En esa ladera, bastante empinada, crecen solo pastos, matorrales pequeños, nopales, biznagas y otras especies vegetales apenas adheridas a la roca, por lo que la caminata se convierte pronto en aventura, ya que un resbalón en esas condiciones podría tener consecuencias funestas, pues sería casi imposible hallar de donde sujetarse, a no ser que uno pueda clavar las uñas en el granuloso peñasco.

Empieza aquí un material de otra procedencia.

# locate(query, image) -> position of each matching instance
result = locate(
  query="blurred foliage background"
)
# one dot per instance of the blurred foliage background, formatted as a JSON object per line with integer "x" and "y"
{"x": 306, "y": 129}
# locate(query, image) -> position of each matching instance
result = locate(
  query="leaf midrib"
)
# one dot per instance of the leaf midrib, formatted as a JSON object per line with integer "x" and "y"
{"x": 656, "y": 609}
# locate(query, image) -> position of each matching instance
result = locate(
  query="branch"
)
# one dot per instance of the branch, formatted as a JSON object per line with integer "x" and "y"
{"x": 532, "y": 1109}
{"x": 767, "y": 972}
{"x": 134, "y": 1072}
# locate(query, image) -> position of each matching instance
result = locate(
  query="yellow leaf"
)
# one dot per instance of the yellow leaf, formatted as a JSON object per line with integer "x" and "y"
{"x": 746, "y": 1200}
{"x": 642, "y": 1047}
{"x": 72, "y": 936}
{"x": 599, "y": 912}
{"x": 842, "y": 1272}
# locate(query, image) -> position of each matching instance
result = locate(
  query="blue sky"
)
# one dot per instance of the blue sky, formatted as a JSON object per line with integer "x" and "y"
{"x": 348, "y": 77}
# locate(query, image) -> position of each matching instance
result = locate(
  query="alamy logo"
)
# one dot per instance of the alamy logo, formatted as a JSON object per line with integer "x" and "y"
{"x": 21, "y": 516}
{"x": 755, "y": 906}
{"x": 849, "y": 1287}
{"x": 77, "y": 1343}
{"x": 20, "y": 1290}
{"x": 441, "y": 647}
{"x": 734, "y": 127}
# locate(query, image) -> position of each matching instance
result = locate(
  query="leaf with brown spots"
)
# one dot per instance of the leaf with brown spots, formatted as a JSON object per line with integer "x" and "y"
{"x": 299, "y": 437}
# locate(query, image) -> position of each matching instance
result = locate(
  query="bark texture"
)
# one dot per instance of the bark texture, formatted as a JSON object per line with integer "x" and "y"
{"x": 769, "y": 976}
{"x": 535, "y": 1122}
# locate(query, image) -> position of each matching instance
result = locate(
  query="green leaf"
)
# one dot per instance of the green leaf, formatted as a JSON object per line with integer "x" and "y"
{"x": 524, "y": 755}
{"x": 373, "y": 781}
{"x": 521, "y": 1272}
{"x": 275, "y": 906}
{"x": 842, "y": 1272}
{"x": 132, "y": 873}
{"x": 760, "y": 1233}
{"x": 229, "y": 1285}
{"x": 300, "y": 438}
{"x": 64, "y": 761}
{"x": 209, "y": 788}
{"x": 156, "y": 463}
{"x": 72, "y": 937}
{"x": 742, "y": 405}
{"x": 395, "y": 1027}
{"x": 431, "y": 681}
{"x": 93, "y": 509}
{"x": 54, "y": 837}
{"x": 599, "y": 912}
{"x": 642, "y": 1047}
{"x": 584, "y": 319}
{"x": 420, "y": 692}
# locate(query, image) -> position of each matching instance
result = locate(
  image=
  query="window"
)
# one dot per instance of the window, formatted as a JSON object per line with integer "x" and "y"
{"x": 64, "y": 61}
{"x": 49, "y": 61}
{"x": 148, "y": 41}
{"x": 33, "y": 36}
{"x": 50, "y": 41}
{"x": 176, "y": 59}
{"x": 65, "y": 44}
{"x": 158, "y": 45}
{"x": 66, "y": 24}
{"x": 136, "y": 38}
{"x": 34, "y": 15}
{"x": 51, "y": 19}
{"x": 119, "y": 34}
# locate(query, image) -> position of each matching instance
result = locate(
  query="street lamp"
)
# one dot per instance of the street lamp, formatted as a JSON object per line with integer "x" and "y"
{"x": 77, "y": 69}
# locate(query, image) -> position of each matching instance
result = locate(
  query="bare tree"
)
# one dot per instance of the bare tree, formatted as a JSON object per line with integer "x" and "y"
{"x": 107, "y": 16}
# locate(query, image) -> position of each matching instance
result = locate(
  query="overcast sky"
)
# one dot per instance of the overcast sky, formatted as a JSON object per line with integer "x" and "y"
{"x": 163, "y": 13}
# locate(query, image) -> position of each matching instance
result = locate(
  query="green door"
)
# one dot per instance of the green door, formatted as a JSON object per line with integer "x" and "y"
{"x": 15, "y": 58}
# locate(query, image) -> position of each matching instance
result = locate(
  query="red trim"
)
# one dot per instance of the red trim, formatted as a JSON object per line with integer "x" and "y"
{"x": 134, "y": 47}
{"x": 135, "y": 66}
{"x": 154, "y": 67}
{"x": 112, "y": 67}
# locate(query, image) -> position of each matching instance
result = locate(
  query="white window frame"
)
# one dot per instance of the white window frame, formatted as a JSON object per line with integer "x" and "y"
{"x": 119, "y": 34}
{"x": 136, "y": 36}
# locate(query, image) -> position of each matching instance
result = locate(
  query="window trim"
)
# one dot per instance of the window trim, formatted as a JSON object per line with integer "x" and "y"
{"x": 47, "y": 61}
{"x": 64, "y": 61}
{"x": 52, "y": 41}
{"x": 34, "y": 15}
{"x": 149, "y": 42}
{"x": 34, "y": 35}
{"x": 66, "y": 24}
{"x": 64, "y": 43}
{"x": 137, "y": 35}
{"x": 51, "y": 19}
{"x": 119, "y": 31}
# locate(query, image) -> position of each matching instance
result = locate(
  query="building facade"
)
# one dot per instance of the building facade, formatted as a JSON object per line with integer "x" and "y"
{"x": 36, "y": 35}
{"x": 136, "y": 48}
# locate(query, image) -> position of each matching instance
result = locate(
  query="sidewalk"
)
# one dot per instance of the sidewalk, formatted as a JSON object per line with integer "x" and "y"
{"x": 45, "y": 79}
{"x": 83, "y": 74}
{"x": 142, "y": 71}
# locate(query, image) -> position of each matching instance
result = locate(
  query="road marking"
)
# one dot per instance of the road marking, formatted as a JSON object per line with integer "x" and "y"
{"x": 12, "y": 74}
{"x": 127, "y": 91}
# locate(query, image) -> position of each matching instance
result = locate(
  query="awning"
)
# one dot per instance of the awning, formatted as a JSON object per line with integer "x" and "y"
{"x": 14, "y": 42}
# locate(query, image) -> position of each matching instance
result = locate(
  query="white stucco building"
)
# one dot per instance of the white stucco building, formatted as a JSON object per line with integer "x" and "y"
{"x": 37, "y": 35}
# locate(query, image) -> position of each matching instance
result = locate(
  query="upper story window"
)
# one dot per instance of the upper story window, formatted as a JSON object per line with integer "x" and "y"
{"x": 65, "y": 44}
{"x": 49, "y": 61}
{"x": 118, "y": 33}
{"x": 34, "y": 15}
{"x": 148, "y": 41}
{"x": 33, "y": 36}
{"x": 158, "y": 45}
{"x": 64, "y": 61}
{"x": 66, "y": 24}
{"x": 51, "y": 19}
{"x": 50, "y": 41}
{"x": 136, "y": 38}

Se establece en la conciencia el riesgo de rodar si se da un mal paso; la prudencia llama a hacer un alto para esclarecer la mente. De momento, la contemplación y disfrute del paisaje son relegados por la necesidad de buscar una ruta segura y llegar sanos y salvos a la meta. Varios sorbos de agua y algunos minutos de descanso permiten pensar con mayor claridad. Hay que avanzar, paso a paso, hacia arriba y en diagonal, hasta pisar terreno menos inclinado.
Las renovadas fuerzas dan el impulso definitivo. Unas decenas de metros más hacia la cima del cerro, hasta que, por fin, los pies se asientan con seguridad en una superficie, si no plana, sí menos escabrosa. Es ocasión de respirar hondo para liberar el estrés. Aún falta el descenso, relativamente fácil, hasta la cortina. Conforme bajamos, un espacio arbolado oculta a la vista tanto el agua como el añejo muro.
Por fin, se traspasa un claro entre dos árboles y se escucha el salpicar del agua. Las pequeñas ondas que produce el viento sobre la superficie acuática lamen las orillas, donde se mecen jaras y otras plantas ribereñas. El contraste entre la temperatura del agua y el soporífero calor del cerro producen un agradable vientecillo que alivia en algo el cansancio.
Hemos llegado a la Presa de Burrones. A riesgo de parecer exagerado, luce esplendorosa. El agua casi se desborda, más no lo hace porque el exceso cae por un lado, mediante una hermosa cascada grande y varias pequeñas, para continuar su camino, por varios kilómetros más abajo, hasta el puente Nochebuena, donde se une con el río Guanajuato.
Es hora de cobrar la recompensa por el esfuerzo. La vista es magnífica. Pueden recorrerse algunos metros sobre la antigua cortina y extasiarse con la contemplación de la líquida superficie. Al contrario de otros lugares semejantes, no se ve un alma, aunque se percibe que alguien ronda en las cercanías, debido al ladrido de los perros.
La presa de Burrones revela su antigüedad por el moho que cubre sus piedras y por su diseño: una gruesa cortina sostenida por anchos contrafuertes, que le dan un aspecto de muralla medieval. Antiguamente, regaba los extensos cultivos de lo que fue la hacienda de Santa Teresa, a través de un canal cuyos restos todavía son claramente visibles. La Revolución Mexicana, en su combate al inequitativo esquema económico del Porfiriato, puso fin a ese complejo sistema de regadío.
Por otro sendero se desciende al arroyo. Subimos por la colina contraria, donde se asienta un jacalón que funciona como resguardo para herramientas de labranza y como refugio para el encargado del lugar, un señor que nos recibe con amabilidad, pese a que un par de cintas a ambos lados del camino indican que el paso está prohibido por ser “propiedad privada”. Desde esa orilla, se puede admirar la caída de agua, los ennegrecidos muros y la extensión acuática.
Hay que darse vuelo con la cámara, que puede captar imágenes, pero no la esencia del lugar. La calma que transmite el líquido murmullo, el viento que pega en los rostros y revitaliza, el paisaje que extasía, todo contribuye a reconciliarse con un aspecto de la existencia que nos acerca a un primigenio sentimiento, mismo que se transforma en temprana nostalgia durante el regreso a la zona urbana, a través de un tramo de terracería que lleva al lindero de las colonias Las Biznagas y El Edén, aunque la mente siga fija en ese otro edén, más auténtico, llamado Burrones.